In the north end of the house some of the volunteers were sectioning and excavating the “drainage” channels that are cut into the natural clay across the floor.
I reached the bottom of a large pit in the north end and discovered around eight bits of igneous dyke rock. They looked heat-affected shattered and it occurred to me that they had possibly been used to heat water. Suddenly all the strange little channels across the floor started to make sense.
There seems to be a main channel taking water into the house from the east. It passes under the wall, into the house and along the edge of our pit with the hot igneous stones.
The thermal properties of igneous dyke rock were known in the Neolithic, with it being ground up and used as temper in pottery. Here, I think, we might be seeing it placed in the fire and then used to transfer the heat to water.

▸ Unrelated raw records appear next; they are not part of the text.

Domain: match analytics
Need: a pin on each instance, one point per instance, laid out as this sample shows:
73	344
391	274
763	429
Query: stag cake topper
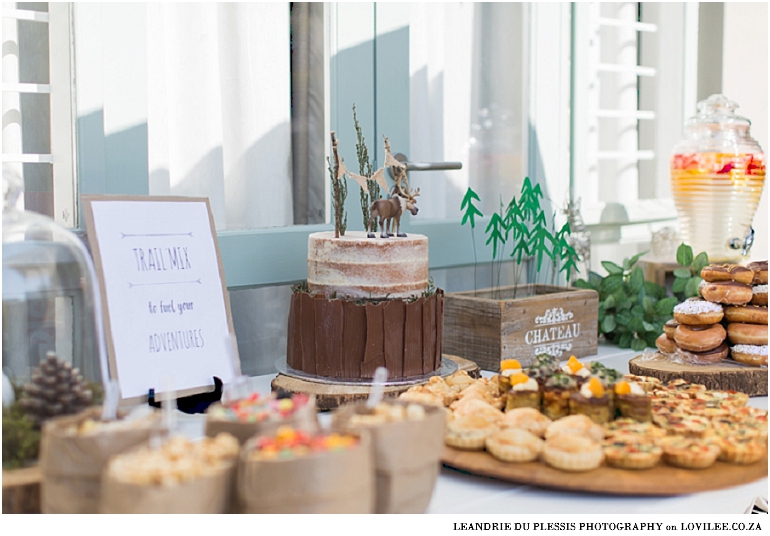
387	211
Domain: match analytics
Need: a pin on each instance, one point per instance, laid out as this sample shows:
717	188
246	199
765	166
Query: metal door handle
426	166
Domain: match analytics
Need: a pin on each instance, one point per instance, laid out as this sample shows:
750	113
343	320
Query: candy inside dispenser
717	176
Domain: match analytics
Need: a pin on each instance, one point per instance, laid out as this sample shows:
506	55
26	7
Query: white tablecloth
460	493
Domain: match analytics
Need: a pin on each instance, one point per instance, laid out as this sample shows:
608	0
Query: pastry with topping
524	392
632	401
556	393
593	401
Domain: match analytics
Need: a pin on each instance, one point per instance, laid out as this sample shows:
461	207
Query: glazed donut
760	295
665	345
728	292
702	358
760	272
749	354
727	272
748	314
698	313
669	328
699	338
752	334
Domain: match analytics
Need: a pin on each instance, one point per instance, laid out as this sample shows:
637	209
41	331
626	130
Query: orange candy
518	378
507	364
596	387
574	365
622	388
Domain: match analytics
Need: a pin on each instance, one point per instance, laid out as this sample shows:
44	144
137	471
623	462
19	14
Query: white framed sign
166	309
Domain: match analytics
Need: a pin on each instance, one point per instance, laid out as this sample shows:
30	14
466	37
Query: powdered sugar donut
698	313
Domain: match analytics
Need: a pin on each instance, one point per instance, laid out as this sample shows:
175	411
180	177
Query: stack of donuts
733	309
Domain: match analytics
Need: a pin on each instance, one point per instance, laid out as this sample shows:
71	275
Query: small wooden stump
21	491
724	376
330	396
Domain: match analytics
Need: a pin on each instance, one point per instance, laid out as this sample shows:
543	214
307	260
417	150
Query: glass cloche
53	339
717	176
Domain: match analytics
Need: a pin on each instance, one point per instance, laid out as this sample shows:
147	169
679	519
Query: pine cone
55	388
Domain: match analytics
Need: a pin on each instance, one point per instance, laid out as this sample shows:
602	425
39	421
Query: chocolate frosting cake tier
359	267
349	339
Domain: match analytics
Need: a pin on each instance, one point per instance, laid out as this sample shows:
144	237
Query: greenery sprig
632	311
687	278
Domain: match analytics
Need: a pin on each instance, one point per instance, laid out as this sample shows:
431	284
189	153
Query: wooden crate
488	326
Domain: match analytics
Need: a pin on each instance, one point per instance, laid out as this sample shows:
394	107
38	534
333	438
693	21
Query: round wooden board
329	396
660	480
727	375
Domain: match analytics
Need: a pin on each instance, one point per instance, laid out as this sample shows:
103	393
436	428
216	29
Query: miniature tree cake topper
339	190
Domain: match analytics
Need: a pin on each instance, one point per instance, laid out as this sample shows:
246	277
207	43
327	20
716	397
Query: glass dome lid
51	301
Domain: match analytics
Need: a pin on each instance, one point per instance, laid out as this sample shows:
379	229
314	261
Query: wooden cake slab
726	375
330	396
660	480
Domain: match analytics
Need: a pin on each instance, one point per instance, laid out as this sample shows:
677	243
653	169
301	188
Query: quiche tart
631	452
514	445
469	432
570	452
689	453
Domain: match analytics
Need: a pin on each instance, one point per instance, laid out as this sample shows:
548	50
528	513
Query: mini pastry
669	328
632	402
631	452
593	401
727	272
701	338
685	425
689	453
469	432
507	367
514	445
477	408
727	292
528	419
749	354
752	334
760	295
748	314
740	450
698	313
760	272
576	424
556	392
570	452
665	344
524	393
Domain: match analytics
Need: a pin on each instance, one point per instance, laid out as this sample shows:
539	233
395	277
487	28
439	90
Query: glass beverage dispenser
717	175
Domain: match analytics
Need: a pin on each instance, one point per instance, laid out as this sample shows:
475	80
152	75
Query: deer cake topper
386	212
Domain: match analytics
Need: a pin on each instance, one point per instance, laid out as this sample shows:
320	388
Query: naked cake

There is a slight bank of clay between the channel and the pit but it is a bit lower than the rest of the channel. This pit has a channel leading out its west side, which only cuts into its very upper edge, I would say to create an overflow or intentional outflow of warm water. This overflow passes out of the house through a drain to the west.
There are two more channels which either flow into this pit past another pit at the east of the hearth or the other way. This has to be established with levels as the last mentioned channel was not as obviously inclined.
This hot water system is brilliant. The channels were maybe under flags or boards that could be lifted. I feel quite sure that we will find a sluice at the east side of the house that could have been opened or closed to regulate the water flow into the house’s water system. There will possibly be another drain forking around the north east of the house to divert excess water.
It will be interesting to see if this theory proves right or wrong.
The apparent deliberate channelling of water into the house for use, rather than just trying to channel it past or through then raises some interesting follow up questions.
The wider topography of the Smerquoy house’s setting would tend to run water towards the house site – although it itself seems to be slightly out from the hill face and direct run off. If this is the case, could the topography of the house site and its setting, in terms of its effects on water flow, have been a deciding factor on where to build a house in the first place?
It seems as if it must have been important to have a natural clay floor which was not to permeable to water – and was fast enough to hold stakes. What would have happened if there was no natural clay at an otherwise desirable house site. Is there a water catchment or storage system upslope from the house?
There is something very satisfying making dams, cutting channels and controlling the flow and nature of water. It’s what and my little boys and I do, on a small scale, every time we find running water.
If it is established that the pit was to heat the water then the next question might be, what was the hot water or steam used for or what did it mean?
It could be for cooking, washing, cleansing, or maybe to create steam for a sauna or sweat lodge, and it could also be all, some or none of these things.